Artes antiguas y maravillosas - Capítulo 99

Capítulo 99

Lo que distingue a Liang Ku es que su destino está en perfecta sintonía con Chaoge. Cuando Chaoge alcanza su límite, parte de su poder mágico fluye naturalmente hacia Liang Ku.

En ese momento, Liangku actuó como un campo de descarga de inundaciones humano, no solo permaneciendo ileso, sino también proporcionando un maravilloso efecto de mantenimiento para Chaoge.

Chaoge rompió a sudar frío. Si hubiera interrumpido el conjuro un instante más, las consecuencias habrían sido inimaginables. Dijo con culpabilidad: «Lo siento. Esto sucedió porque mi energía interna se descontroló. Por suerte, todos tienen suerte, de lo contrario...»

"¿Difícil de sobrevivir? ¿Qué significa 'fuerza numérica de árbol'?" El conservador de historia había estado escuchando aturdido, y finalmente no pudo evitar esperar un buen rato, pero nadie le prestó atención.

A las niñas les preocupan sobre todo las cuestiones de vida o muerte.

Xiao Ye preguntó sorprendida: "¿Tenemos todos tanta suerte? ¿Habrá... habrá alguna consecuencia negativa?"

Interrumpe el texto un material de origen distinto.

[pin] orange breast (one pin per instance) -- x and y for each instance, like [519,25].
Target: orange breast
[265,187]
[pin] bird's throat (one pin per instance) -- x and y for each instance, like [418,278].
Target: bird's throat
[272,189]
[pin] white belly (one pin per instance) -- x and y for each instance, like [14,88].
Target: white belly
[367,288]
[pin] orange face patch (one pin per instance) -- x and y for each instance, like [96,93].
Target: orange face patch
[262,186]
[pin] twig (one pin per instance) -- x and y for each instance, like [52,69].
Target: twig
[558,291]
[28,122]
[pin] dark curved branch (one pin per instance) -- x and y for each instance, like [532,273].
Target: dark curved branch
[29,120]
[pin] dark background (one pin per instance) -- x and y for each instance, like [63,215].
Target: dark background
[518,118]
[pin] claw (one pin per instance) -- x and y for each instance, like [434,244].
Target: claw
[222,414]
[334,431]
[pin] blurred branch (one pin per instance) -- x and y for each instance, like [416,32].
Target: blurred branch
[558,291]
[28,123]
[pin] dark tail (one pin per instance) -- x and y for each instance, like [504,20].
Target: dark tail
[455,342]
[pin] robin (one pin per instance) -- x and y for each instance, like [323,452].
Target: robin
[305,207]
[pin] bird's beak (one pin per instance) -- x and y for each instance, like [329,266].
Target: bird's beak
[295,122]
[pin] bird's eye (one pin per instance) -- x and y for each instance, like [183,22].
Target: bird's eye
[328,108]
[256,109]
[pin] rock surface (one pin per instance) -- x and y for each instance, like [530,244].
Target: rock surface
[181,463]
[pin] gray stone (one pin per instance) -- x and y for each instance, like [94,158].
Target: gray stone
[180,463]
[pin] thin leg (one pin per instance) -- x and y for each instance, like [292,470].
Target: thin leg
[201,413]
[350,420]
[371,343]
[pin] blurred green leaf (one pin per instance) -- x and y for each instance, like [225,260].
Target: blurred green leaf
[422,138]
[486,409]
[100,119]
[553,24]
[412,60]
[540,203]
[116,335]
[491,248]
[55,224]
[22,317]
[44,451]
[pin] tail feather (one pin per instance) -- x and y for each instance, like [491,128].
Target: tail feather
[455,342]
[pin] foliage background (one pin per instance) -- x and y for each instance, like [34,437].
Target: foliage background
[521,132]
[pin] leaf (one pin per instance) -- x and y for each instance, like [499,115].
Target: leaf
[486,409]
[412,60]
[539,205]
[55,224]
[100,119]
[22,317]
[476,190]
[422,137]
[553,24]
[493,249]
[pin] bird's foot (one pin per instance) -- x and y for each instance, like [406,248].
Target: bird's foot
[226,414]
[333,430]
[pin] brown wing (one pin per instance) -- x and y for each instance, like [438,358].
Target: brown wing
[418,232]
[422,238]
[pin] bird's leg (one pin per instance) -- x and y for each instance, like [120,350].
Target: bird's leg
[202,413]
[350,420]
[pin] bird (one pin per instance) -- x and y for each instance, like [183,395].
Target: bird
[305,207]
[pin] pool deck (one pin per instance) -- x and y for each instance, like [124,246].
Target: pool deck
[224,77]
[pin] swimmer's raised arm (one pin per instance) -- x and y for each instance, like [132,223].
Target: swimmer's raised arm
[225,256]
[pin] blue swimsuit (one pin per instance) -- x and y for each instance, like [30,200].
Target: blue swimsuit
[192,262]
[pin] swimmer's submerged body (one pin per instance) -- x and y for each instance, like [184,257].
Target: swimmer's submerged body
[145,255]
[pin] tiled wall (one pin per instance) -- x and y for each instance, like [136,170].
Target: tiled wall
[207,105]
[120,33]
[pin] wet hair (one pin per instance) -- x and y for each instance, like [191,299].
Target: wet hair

Chaoge dijo: «Quienes lograron sobrevivir a este día y noche de peligro son excepcionalmente afortunados, uno entre un millón. Si hubieran sido un poco más débiles, habrían perecido hace mucho tiempo. En cuanto a las consecuencias, si hubiera durado más, podrían haber sido verdaderamente nefastas».

Xiao Ye siguió bombardeándola con preguntas sobre su destino, y sus preocupaciones se desviaron cada vez más del tema principal. Le pidió a Chao Ge que analizara su rostro para ver si sería rica, poderosa y bendecida con riqueza y honor.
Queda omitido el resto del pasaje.